According to the relative position of the internal sprue on the steel casting, the casting system can generally be divided into top injection type, side injection type and bottom injection type.
(1) Top injection type, the metal liquid is injected from the upper part of the cavity, which has the advantages of forming a reasonable solidification sequence, strengthening the feeding of the top riser and simple structure. The disadvantage is that it has a large impact on the cavity, and the liquid metal is prone to splash, gas or inclusion, resulting in defects such as pores, sand holes and slag inclusion. It is not used to cast alloys that are easy to oxidize.
(2) Side injection type, the metal liquid enters the casting system from the side of the mold cavity. The advantage is that the metal liquid has little impact on the mold cavity and good exhaust during the mold filling process, and the pouring riser can be flexibly set around the steel casting.
(3) Bottom injection type, liquid metal is injected into the casting system from the bottom of the cavity, which has the advantage of stable filling process. The disadvantage is that the shape is complex and the temperature difference caused by liquid metal filling is opposite to the gravity feeding order, which is not conducive to feeding; Oxide scale is formed in the rising process of liquid metal, which affects the surface quality of steel castings.
For the problems in the initial casting scheme, two new gating systems are redesigned, namely bottom injection and layered injection, as shown in Figure 1.

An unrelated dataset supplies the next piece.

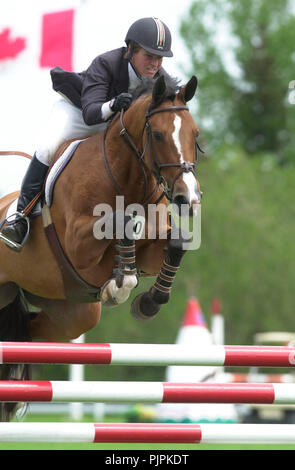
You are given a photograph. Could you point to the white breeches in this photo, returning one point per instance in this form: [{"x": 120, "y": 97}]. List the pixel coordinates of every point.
[{"x": 65, "y": 122}]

The solidification and cooling processes of the two processes are shown in Fig. 2 and Fig. 3. By comparing the two casting methods, it is found that there are still many shrinkage defects at the root of stiffener and branch pipe. This is because the thickness of the steel casting branch pipe is small, the temperature will drop rapidly after the mold filling is completed, and it will be close to the mold shell temperature soon, while the temperature at the joint of the steel casting root and the steel casting main pipe will drop slowly, resulting in the formation of closed liquid phase zone in both casting systems, and finally leading to shrinkage defects such as shrinkage and porosity. There are similar reasons for the defects near the stiffener, because the bottom of the stiffener is near the gate, so it is also the last solidification area, and aggravates the shrinkage defect at the root of the branch pipe. It can be seen that the location of the stiffener is also very particular. In addition to avoiding the gate, it is also necessary to avoid the location of the hot spot, which is often difficult to achieve.
To sum up, the influence of these two casting methods on defect distribution is not so significant, and there is little difference between the two solidification methods.